I use elasticsearch to index two types of objects -
Data Details
Contract object ~ 60 properties (object size - 120 bytes) Risk object object ~ 125 properties (object size - 250 bytes)
The contract is the parent of the risk element (_parent)
I store 240 million such objects in one index (210 million risk units, 30 million contracts)
Index Size - 322 gb
Cluster information
11 m2.4x.large EC2 boxes [68 GB memory, 1.6 TB storage, 8 cores] (1 field is a node load balancer with node.data = false) 50 fragments 1 replica
elasticsearch.yml
node.data: true http.enabled: false index.number_of_shards: 50 index.number_of_replicas: 1 index.translog.flush_threshold_ops: 10000 index.merge.policy.use_compound_files: false indices.memory.index_buffer_size: 30% index.refresh_interval: 30s index.store.type: mmapfs path.data: /data-xvdf,/data-xvdg
I start elasticsearch nodes with the following command: /home/ec2-user/elasticsearch-0.90.2/bin/elasticsearch -f -Xms30g -Xmx30g
My problem is that I execute the following query on the type of risk element and it takes about 10-15 seconds to return data for 20 records.

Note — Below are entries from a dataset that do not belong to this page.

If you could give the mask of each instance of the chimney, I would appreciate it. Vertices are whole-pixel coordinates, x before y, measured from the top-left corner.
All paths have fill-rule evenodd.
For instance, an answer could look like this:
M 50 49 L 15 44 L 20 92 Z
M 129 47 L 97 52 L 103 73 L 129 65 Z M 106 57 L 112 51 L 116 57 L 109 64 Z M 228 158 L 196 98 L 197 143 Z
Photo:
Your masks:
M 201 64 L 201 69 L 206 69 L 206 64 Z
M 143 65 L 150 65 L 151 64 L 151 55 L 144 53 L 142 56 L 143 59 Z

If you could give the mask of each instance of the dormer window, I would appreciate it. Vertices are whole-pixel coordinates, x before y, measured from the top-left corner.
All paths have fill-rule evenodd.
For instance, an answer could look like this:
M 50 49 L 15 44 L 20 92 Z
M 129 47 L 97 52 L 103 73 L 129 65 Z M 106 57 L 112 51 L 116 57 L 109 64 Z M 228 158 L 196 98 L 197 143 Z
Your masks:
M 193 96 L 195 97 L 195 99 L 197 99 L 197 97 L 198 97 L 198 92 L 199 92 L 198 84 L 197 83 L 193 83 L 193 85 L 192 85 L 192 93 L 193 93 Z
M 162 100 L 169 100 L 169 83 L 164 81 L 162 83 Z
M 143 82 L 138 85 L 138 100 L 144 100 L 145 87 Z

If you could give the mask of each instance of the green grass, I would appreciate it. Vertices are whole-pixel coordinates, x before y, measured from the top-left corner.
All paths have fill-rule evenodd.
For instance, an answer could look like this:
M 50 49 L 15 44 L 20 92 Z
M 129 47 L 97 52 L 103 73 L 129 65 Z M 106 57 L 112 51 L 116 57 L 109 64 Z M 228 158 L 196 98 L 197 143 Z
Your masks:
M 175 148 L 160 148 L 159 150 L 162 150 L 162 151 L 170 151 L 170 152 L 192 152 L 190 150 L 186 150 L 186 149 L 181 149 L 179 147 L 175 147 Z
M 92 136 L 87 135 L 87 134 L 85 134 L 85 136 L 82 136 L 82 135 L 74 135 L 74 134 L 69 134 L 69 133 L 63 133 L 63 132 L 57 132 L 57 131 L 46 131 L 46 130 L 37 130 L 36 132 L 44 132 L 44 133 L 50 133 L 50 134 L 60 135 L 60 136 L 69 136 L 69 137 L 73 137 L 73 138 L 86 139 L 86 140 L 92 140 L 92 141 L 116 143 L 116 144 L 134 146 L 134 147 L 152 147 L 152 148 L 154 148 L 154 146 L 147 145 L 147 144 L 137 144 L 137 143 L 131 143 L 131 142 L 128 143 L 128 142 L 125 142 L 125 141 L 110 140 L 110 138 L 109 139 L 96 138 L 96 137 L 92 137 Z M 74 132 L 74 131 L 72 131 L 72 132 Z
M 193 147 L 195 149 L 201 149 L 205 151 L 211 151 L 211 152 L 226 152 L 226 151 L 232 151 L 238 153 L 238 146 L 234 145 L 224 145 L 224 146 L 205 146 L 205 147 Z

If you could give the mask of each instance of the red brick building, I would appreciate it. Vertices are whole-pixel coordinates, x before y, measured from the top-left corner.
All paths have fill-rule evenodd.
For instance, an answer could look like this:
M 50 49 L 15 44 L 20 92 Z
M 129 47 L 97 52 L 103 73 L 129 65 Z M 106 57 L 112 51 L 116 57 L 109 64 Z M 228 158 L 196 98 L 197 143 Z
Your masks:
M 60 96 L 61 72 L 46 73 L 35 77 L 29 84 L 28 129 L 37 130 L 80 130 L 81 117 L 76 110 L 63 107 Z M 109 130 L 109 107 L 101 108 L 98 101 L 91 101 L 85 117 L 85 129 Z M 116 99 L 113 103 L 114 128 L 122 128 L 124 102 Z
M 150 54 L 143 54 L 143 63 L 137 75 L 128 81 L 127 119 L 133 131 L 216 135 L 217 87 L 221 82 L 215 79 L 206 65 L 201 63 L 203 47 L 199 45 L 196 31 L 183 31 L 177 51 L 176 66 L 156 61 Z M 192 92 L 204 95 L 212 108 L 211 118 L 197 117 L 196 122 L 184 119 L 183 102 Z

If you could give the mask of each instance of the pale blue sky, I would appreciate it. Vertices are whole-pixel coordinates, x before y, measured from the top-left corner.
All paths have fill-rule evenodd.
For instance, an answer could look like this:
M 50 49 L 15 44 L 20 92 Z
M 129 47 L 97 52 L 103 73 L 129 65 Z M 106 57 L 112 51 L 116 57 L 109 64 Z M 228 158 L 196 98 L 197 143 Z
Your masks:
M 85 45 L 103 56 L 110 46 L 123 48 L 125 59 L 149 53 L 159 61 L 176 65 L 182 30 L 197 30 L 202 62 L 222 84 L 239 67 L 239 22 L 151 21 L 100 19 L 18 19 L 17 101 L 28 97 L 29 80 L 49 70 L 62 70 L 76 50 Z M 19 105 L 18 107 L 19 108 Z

I run this with a load of 50 simultaneous users and a massive index load of about 5,000 risk elements that occur in parallel.
Request (with parent attachment)
Http: //: 9200 / contractindex / riskitem / _search *
{ "query": { "has_parent": { "parent_type": "contract", "query": { "range": { "ContractDate": { "gte": "2010-01-01" } } } } }, "filter": { "and": [{ "query": { "bool": { "must": [{ "query_string": { "fields": ["RiskItemProperty1"], "query": "abc" } }, { "query_string": { "fields": ["RiskItemProperty2"], "query": "xyz" } }] } } }] } }
Single table queries
Query1 (This query takes about 8 seconds.)
<!-- language: lang-json --> { "query": { "constant_score": { "filter": { "and": [{ "term": { "CommonCharacteristic_BuildingScheme": "BuildingScheme1" } }, { "term": { "Address_Admin2Name": "Admin2Name1" } }] } } } } **Query2** (This query takes around 6.5 seconds for Top 10 records ( but has sort on top of it) <!-- language: lang-json --> { "query": { "constant_score": { "filter": { "and": [{ "term": { "Insurer": "Insurer1" } }, { "term": { "Status": "Status1" } }] } } } }
Can someone please help me on how I can improve the performance of this request?